Desafortunadamente, la mayoría de los defectos afectan a los componentes internos en lugar de ser evidentes para el comprador. Por ejemplo, es posible que el dispositivo no cuente con un fusible adecuado que garantice la protección contra sobrecargas o explosiones en caso de que algún otro componente del teléfono falle, como la batería.
Según Steve Curtler, las tecnologías dudosas suelen carecer de esto. Esto implica riesgo de incendio y descarga eléctrica si el cargador se sobrecalienta y se acumula presión, destruyéndolo.
Los artículos más económicos suelen tener clavijas mal colocadas o demasiado pequeñas.
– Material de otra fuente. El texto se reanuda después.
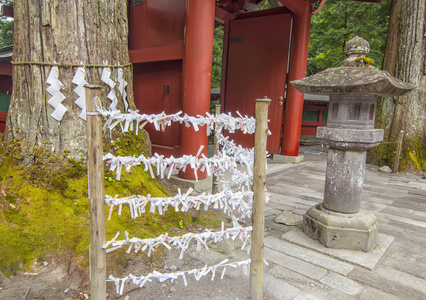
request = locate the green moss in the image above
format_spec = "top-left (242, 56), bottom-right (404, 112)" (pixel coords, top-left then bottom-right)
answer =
top-left (400, 139), bottom-right (426, 172)
top-left (0, 133), bottom-right (225, 276)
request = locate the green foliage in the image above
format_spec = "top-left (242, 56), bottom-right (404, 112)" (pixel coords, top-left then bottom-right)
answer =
top-left (307, 0), bottom-right (391, 75)
top-left (211, 26), bottom-right (223, 89)
top-left (0, 133), bottom-right (178, 276)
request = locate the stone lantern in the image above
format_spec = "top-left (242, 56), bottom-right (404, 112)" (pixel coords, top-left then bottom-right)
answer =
top-left (291, 36), bottom-right (414, 252)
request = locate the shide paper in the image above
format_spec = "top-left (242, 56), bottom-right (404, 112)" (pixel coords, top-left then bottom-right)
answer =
top-left (72, 67), bottom-right (87, 121)
top-left (46, 66), bottom-right (67, 121)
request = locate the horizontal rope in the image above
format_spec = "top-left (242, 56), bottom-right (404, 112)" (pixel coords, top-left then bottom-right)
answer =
top-left (10, 61), bottom-right (132, 68)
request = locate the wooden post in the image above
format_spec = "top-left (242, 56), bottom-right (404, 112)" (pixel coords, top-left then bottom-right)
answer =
top-left (393, 130), bottom-right (404, 173)
top-left (250, 99), bottom-right (271, 300)
top-left (84, 84), bottom-right (106, 300)
top-left (212, 104), bottom-right (221, 194)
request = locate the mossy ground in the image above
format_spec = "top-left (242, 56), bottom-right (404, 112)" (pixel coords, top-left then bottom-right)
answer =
top-left (0, 134), bottom-right (225, 276)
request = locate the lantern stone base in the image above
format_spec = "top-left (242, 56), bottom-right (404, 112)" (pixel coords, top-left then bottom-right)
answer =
top-left (303, 204), bottom-right (378, 252)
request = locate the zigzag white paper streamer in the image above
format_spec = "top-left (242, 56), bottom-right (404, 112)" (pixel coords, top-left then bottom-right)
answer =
top-left (117, 68), bottom-right (128, 112)
top-left (46, 66), bottom-right (67, 121)
top-left (72, 67), bottom-right (87, 121)
top-left (101, 67), bottom-right (118, 110)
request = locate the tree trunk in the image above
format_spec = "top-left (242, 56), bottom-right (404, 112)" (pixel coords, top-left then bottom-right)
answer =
top-left (369, 0), bottom-right (426, 171)
top-left (6, 0), bottom-right (133, 164)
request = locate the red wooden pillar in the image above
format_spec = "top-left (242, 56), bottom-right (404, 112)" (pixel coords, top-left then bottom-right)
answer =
top-left (179, 0), bottom-right (215, 179)
top-left (281, 1), bottom-right (311, 156)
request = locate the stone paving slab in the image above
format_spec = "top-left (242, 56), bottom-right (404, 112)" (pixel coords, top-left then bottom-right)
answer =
top-left (281, 228), bottom-right (394, 270)
top-left (267, 265), bottom-right (331, 299)
top-left (265, 236), bottom-right (354, 275)
top-left (263, 274), bottom-right (300, 300)
top-left (321, 272), bottom-right (362, 296)
top-left (264, 248), bottom-right (327, 280)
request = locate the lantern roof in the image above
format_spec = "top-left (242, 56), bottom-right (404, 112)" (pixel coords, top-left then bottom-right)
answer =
top-left (290, 36), bottom-right (415, 96)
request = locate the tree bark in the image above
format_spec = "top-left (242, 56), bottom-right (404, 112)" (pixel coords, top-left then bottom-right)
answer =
top-left (6, 0), bottom-right (134, 164)
top-left (369, 0), bottom-right (426, 171)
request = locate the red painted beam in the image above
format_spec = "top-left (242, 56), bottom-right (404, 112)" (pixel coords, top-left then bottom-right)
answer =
top-left (129, 42), bottom-right (183, 64)
top-left (281, 1), bottom-right (311, 156)
top-left (179, 0), bottom-right (215, 179)
top-left (1, 4), bottom-right (13, 18)
top-left (0, 61), bottom-right (12, 76)
top-left (278, 0), bottom-right (306, 14)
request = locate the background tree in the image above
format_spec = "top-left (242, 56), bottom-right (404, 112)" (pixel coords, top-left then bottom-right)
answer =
top-left (369, 0), bottom-right (426, 171)
top-left (6, 0), bottom-right (133, 164)
top-left (307, 0), bottom-right (391, 75)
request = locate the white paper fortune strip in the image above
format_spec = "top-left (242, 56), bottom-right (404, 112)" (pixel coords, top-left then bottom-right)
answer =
top-left (46, 66), bottom-right (67, 121)
top-left (105, 185), bottom-right (253, 220)
top-left (107, 259), bottom-right (251, 295)
top-left (102, 223), bottom-right (253, 259)
top-left (98, 107), bottom-right (256, 135)
top-left (117, 68), bottom-right (128, 112)
top-left (101, 67), bottom-right (118, 111)
top-left (103, 146), bottom-right (254, 180)
top-left (72, 67), bottom-right (87, 120)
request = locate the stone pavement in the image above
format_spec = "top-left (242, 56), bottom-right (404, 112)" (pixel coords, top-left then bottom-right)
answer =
top-left (258, 145), bottom-right (426, 299)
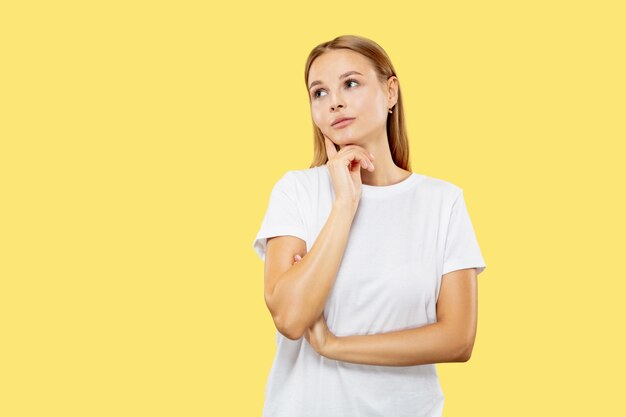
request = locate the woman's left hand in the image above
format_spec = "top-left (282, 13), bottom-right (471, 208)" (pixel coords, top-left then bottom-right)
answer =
top-left (294, 255), bottom-right (337, 356)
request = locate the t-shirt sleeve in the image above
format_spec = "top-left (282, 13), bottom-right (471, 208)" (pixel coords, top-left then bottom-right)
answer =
top-left (253, 171), bottom-right (306, 261)
top-left (442, 190), bottom-right (487, 275)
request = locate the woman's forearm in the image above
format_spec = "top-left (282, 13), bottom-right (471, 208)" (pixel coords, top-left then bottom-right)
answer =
top-left (322, 322), bottom-right (468, 366)
top-left (272, 200), bottom-right (356, 340)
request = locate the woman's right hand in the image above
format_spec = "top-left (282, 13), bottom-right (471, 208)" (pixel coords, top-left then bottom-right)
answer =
top-left (322, 133), bottom-right (374, 206)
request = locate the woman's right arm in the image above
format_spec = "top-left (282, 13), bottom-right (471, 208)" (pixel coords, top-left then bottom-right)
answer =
top-left (265, 200), bottom-right (356, 340)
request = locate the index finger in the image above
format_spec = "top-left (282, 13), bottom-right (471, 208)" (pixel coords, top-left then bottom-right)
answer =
top-left (324, 135), bottom-right (337, 160)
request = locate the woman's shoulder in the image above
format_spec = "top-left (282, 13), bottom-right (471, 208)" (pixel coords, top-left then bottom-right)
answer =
top-left (414, 172), bottom-right (463, 198)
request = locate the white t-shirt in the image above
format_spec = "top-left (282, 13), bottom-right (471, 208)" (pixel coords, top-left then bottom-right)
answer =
top-left (253, 165), bottom-right (486, 417)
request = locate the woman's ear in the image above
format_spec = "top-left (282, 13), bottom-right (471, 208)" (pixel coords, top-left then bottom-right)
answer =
top-left (387, 75), bottom-right (399, 109)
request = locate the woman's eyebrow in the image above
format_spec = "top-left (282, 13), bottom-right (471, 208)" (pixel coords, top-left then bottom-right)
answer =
top-left (309, 71), bottom-right (363, 90)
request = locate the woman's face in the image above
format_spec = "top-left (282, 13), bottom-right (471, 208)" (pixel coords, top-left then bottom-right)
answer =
top-left (309, 50), bottom-right (395, 146)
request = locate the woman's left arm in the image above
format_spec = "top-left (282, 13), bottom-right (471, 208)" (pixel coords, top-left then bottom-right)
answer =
top-left (305, 268), bottom-right (478, 366)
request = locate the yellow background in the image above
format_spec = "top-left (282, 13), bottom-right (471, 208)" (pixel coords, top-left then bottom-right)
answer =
top-left (0, 0), bottom-right (626, 417)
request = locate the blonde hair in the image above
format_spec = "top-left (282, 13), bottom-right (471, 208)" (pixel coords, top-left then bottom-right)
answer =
top-left (304, 35), bottom-right (412, 171)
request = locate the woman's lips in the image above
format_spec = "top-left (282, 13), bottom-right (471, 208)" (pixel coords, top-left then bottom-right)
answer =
top-left (333, 118), bottom-right (354, 129)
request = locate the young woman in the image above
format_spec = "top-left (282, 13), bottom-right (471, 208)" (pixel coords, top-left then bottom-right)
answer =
top-left (253, 36), bottom-right (486, 417)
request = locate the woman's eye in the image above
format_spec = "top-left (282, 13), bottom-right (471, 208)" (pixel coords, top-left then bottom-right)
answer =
top-left (313, 88), bottom-right (324, 98)
top-left (313, 80), bottom-right (359, 98)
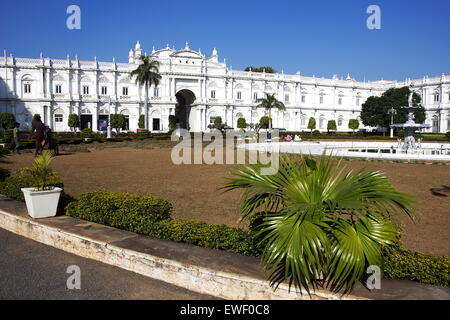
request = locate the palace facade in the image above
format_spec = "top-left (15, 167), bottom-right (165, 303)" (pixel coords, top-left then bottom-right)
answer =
top-left (0, 42), bottom-right (450, 132)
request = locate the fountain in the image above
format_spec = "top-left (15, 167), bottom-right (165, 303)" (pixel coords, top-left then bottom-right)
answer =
top-left (391, 84), bottom-right (430, 152)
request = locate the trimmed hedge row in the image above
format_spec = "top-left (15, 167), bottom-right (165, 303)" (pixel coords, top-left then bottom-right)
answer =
top-left (66, 191), bottom-right (262, 256)
top-left (0, 175), bottom-right (75, 214)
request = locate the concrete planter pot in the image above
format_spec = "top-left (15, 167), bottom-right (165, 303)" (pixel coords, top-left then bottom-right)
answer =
top-left (21, 187), bottom-right (62, 219)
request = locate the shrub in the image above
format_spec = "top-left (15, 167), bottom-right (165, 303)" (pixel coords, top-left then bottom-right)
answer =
top-left (0, 168), bottom-right (11, 181)
top-left (0, 112), bottom-right (16, 129)
top-left (66, 191), bottom-right (172, 226)
top-left (80, 128), bottom-right (94, 139)
top-left (67, 113), bottom-right (80, 131)
top-left (138, 114), bottom-right (145, 129)
top-left (383, 246), bottom-right (450, 286)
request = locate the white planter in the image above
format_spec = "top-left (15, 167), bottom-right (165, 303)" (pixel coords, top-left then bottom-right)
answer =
top-left (21, 187), bottom-right (62, 219)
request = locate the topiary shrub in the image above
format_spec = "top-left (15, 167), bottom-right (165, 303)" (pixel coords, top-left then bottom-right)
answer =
top-left (66, 191), bottom-right (172, 228)
top-left (382, 246), bottom-right (450, 286)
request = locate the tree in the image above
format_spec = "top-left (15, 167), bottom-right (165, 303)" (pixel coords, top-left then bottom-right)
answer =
top-left (67, 113), bottom-right (80, 132)
top-left (361, 87), bottom-right (425, 128)
top-left (327, 120), bottom-right (337, 132)
top-left (130, 56), bottom-right (161, 129)
top-left (237, 118), bottom-right (247, 131)
top-left (0, 112), bottom-right (16, 129)
top-left (256, 93), bottom-right (286, 131)
top-left (138, 114), bottom-right (145, 129)
top-left (308, 117), bottom-right (316, 135)
top-left (222, 154), bottom-right (414, 293)
top-left (109, 114), bottom-right (126, 133)
top-left (348, 119), bottom-right (359, 134)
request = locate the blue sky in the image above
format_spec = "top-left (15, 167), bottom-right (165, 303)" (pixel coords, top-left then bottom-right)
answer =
top-left (0, 0), bottom-right (450, 80)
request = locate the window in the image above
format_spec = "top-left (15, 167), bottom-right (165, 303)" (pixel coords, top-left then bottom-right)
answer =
top-left (55, 113), bottom-right (64, 122)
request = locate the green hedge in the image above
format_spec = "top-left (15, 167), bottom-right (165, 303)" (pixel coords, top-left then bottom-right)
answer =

Si no tienen el tamaño adecuado, pueden dañar el enchufe y causar sobrecalentamiento.
Los especialistas en seguridad contra incendios enfatizan que los cargadores nunca deben cubrirse ya que tienen el potencial de encenderse con calor intenso, incluso en ausencia de una llama desnuda.
La ley exige que las clavijas estén a 9,5 mm del borde del cargador. Existe un riesgo real de descarga eléctrica por contacto con la piel si la distancia es menor, como ocurrió con nueve cargadores en una prueba de muestra reciente.
Como consumidor, quizás prefiera creer que un producto es seguro si lleva el marcado CE, que es la declaración del fabricante de que el producto cumple con los criterios legales europeos. Desafortunadamente, es muy fácil falsificarlo.
Además, mucha gente carga sus smartphones durante la noche. ¿Es esto seguro? Sin embargo, Steve Curtler sugiere precaución, a pesar de la insistencia de Apple en que sus productos están diseñados para que puedas mantener tu dispositivo enchufado todo el tiempo que quieras.
Aumenta el riesgo innecesariamente. Y el riesgo se agrava al usar un cargador barato y sin marca. Y cuando duermes, estás menos alerta y con menos capacidad de reacción.
Asegúrese de tener un detector de humo funcional si debe dejar su teléfono cargándose durante la noche, aconseja.
De igual manera, si dejas el cargador enchufado mientras no lo usas, debes desconectar la electricidad de la toma de corriente. Es un consejo básico, pero como bien sabe Katie Vines, puede salvar una vida.